The airlines further said that even if states lower sales tax on jet fuel, they will not be able to pass on the benefit to passengers by lowering surcharge. Even incrase in fare could be higher than 20- 25% and surcharge may exceed the current highest slab of Rs 2,900, if ATF prices go up again next month, with crude hitting $140 again.

Aviation secretary Ashok Chawla had asked airlines during a meeting earlier this month to do some calculations and inform the ministry if they could pass on the benefit of lower sales tax to passengers. Any such assurance would have made the ministry's task of getting states to lower tax on ATF easier. But airlines - who are feared to post a collective loss of Rs 8,000 crore in fiscal 2008- 09 with national carrier Air India leading the pack - said they are not in a position to do so.

This is not the only issue that threatens to make flying more expensive. On Monday, the GMR-backed Hyderabad International Airport (P) Ltd (HIAL) sent its proposal for charging user development fees (UDF) from domestic passengers to the ministry. The infrastructure major has proposed a levy of Rs 600 for all outbound passengers flying to anywhere out of Andhra Pradesh. For those flying within the state, a fee of Rs 350 has been proposed. The government is "looking at" these rates and is likely to ask the developer to lower the same as the overall high cost of flying has now brought domestic traffic growth down to single digit.

A senior GMR official said: "The new airport started functioning on March 23 and we decided not to charge any UDF for first three months.
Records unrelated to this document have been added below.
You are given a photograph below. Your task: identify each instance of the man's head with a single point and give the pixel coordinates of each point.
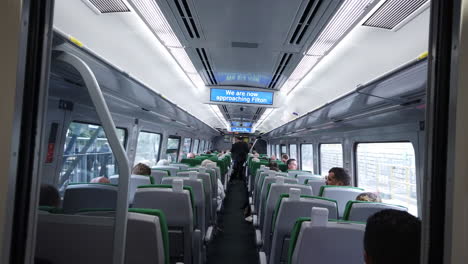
(292, 164)
(49, 196)
(338, 176)
(141, 169)
(392, 236)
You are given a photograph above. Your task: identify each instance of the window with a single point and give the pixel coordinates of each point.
(293, 151)
(307, 157)
(148, 146)
(87, 153)
(173, 147)
(284, 150)
(195, 146)
(186, 149)
(331, 155)
(390, 170)
(202, 146)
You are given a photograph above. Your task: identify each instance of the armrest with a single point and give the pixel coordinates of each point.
(209, 235)
(258, 238)
(262, 257)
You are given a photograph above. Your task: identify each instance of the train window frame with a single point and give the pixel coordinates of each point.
(81, 122)
(416, 208)
(177, 150)
(197, 141)
(320, 155)
(301, 157)
(159, 147)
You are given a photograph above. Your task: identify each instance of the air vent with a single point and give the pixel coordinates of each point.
(304, 22)
(107, 6)
(206, 64)
(393, 12)
(280, 69)
(247, 45)
(187, 17)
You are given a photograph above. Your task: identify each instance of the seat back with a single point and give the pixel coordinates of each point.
(177, 203)
(273, 194)
(135, 181)
(264, 190)
(60, 236)
(316, 184)
(343, 243)
(172, 169)
(294, 173)
(198, 195)
(302, 178)
(89, 195)
(342, 194)
(360, 210)
(289, 208)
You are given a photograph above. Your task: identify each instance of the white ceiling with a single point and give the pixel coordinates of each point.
(125, 41)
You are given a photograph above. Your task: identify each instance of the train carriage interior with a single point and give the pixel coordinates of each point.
(203, 131)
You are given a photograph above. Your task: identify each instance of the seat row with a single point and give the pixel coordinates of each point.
(279, 199)
(186, 199)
The original plan was to have a UDF of Rs 750 for all outbound domestic passengers and this amount has been lowered substantially now. The huge investment made on developing airport has to be recovered and UDF is a component for doing that."

Bangalore airport is also going to levy a UDF on domestic passengers when it completes there months of operation. Airlines fear that the new airport in Bangalore and Hyderabad are far away from the city, something that has already led to decline in flights at Bangalore. So flying out from these cities could soon get even more expensive.